Featuring the pinks of the day (tiny drum roll) ... from left to right: ranunculus, clematis, aquilegia, hellbores, persicaria and saxifraga. Then Ruby Gem wallflowers in the grate.


Saxifraga, what a cutie!

Aquilegia and Waterhouse.

Ah now that was a good day!

Tuesday 22 May 2012

Impatient for autumn sown hardy annuals

As my spring bulbs gradually fade I am now itching to see the first blooms from my autumn sown hardy annuals.  The reliable autumn sown calendulas are already out and look fabulous with wallflowers.

I am after a more light and frothy hardy annual today and I have been rewarded by the appearance of my first shy cornflower.

Some of the Orlaya Grandiflora are trying to follow suit.

I love autumn sown hardy annuals; they provide green in the garden over winter, they are always stronger plants than spring sown and just when you have forgotten about them they shout, “Here we are!”.  I no longer need to lovingly look at last years dried cornflowers...
move over .... the fresh ones have arrived and so the beautiful seasonal cycle continues in earnest.

Monday 21 May 2012

A little bit of Purple Sensation.

‘Purple Sensation’, one of the varieties of alliums I have in the garden, have all now got their lollipop heads showing. They look lovely scattered amongst the achillea at different heights and with different head sizes. They look positively dwarfed by the developing ‘Hairy Alliums’ next to them. You can see this in the second picture and to me the Hairy Alliums look like chives experiencing a teenage growth spurt. When they flower they are ‘otherwordly’ in appearance, not to everyone’s taste but I love their wayward nature where everyday is a bad hair day for them.  Purple Sensation can be difficult to arrange in a vase as their heads get easily entwined in each other and no sooner have you released a pair as another gets tangled up. They do however, make a brilliant bold statement when arranged together with their imposing height and clarity of outline.

Sunday 20 May 2012

Primula Francisca

Primula Francisca is a beautiful zingy green and yellow primula. I have a big block of these in the seasonal cutting garden. This picture was taken a few days ago. The plants have survived voracious attacks from slugs and snails who have been basking wantonly in the moist soil over the last few weeks. After many hours of hand picking the slugs, the plants now look very healthy.

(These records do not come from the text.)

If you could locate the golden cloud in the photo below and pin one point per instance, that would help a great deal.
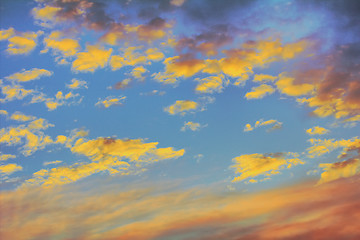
(29, 75)
(94, 58)
(260, 92)
(181, 107)
(254, 165)
(317, 130)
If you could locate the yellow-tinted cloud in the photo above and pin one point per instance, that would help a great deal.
(31, 135)
(260, 92)
(9, 169)
(286, 86)
(334, 171)
(94, 58)
(211, 84)
(322, 146)
(111, 101)
(4, 157)
(285, 213)
(181, 107)
(29, 75)
(66, 47)
(18, 116)
(317, 130)
(138, 73)
(193, 126)
(20, 43)
(254, 165)
(107, 154)
(3, 112)
(276, 125)
(52, 162)
(264, 78)
(13, 92)
(76, 84)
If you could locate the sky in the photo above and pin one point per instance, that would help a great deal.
(179, 119)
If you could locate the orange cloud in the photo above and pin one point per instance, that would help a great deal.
(181, 107)
(94, 58)
(114, 211)
(317, 130)
(29, 75)
(260, 92)
(254, 165)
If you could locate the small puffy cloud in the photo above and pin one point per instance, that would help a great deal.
(29, 75)
(111, 101)
(333, 171)
(65, 47)
(18, 116)
(19, 42)
(286, 86)
(264, 78)
(46, 15)
(76, 84)
(317, 131)
(321, 146)
(115, 156)
(181, 107)
(58, 100)
(94, 58)
(3, 112)
(52, 162)
(211, 84)
(275, 125)
(5, 157)
(260, 92)
(138, 72)
(193, 126)
(9, 169)
(154, 54)
(31, 136)
(254, 165)
(14, 92)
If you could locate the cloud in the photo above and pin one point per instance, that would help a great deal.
(65, 47)
(18, 116)
(9, 169)
(276, 125)
(5, 157)
(111, 101)
(254, 165)
(260, 92)
(106, 154)
(52, 162)
(29, 75)
(317, 130)
(193, 126)
(14, 92)
(115, 211)
(264, 78)
(19, 42)
(321, 146)
(286, 86)
(334, 171)
(94, 58)
(211, 84)
(77, 84)
(181, 107)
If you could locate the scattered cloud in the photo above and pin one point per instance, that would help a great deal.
(254, 165)
(317, 131)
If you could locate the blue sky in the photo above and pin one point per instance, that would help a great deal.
(253, 97)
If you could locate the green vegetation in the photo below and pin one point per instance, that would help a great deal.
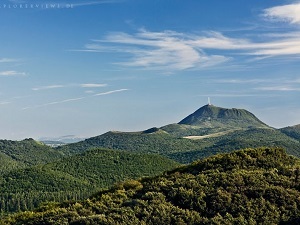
(210, 116)
(293, 131)
(253, 186)
(185, 150)
(18, 154)
(75, 178)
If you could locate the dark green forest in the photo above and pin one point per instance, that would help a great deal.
(251, 186)
(241, 187)
(185, 150)
(75, 177)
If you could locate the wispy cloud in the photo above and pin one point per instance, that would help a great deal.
(279, 88)
(4, 103)
(242, 81)
(111, 92)
(173, 51)
(81, 3)
(287, 13)
(8, 60)
(169, 50)
(10, 73)
(47, 87)
(73, 99)
(55, 86)
(93, 85)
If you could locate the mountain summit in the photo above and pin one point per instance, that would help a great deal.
(213, 116)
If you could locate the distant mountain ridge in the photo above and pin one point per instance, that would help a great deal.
(213, 116)
(253, 186)
(208, 131)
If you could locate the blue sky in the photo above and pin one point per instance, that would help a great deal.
(87, 67)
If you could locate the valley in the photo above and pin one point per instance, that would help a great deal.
(33, 172)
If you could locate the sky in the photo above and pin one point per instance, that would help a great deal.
(80, 67)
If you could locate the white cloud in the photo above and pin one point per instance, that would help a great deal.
(287, 13)
(279, 88)
(157, 50)
(12, 73)
(4, 103)
(172, 51)
(90, 85)
(111, 92)
(7, 60)
(73, 99)
(93, 85)
(47, 87)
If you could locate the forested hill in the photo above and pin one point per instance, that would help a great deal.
(252, 186)
(75, 177)
(16, 154)
(213, 116)
(186, 150)
(292, 131)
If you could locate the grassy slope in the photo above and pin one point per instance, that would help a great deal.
(253, 186)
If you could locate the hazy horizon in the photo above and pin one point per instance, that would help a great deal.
(88, 67)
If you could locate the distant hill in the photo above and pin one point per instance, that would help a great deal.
(213, 116)
(293, 131)
(208, 131)
(75, 177)
(25, 153)
(253, 186)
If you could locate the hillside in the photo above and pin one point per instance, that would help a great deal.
(213, 116)
(145, 142)
(75, 177)
(253, 186)
(17, 154)
(185, 150)
(293, 131)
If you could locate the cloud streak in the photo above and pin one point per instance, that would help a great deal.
(173, 51)
(73, 99)
(11, 73)
(8, 60)
(90, 85)
(286, 13)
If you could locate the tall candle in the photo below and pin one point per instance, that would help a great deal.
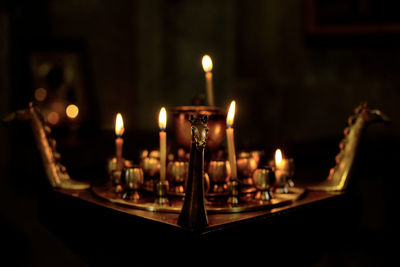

They have a fantastic vase life when cut, approximately 10 - 14 days. The stems can be cut at a height of about 17cms so they are perfect for the bedside. I have also arranged them in old brown bottles and on a vintage 60s mannequin head that I have had for years.

Saturday 19 May 2012

Early May in the ForageFor... seasonal flower garden

The beautiful wallflowers have now reached their peak in the seasonal flower garden. I have grown both the single and mixed colour varieties and all have been fantastic! The scent has been heady in the garden and the bees have loved them as much as I do.  Last year I sadly lost 90% of my wallflowers to a rather hungry family of rabbits, so this year they have been a delight.

The quantity of wallflowers in the garden has given me the opportunity to be 'flower greedy' and pick hundreds of stems, stripping back their lower leaves for the compost, and then trying different combinations of arrangements.

Wallflowers have an average vase life of 5 days and the delicate petals will drop, but I love this it's like having a scattering of confetti around the vase. These Ruby Gem wallflowers have been placed in a large windowbox in the middle of a dining table.

Here are yellow, orange and the pinks selected from the mixed variety, My Fair Lady, both are in  'earthy' looking Hillstonia jugs.  I particularly like the funky double handled one.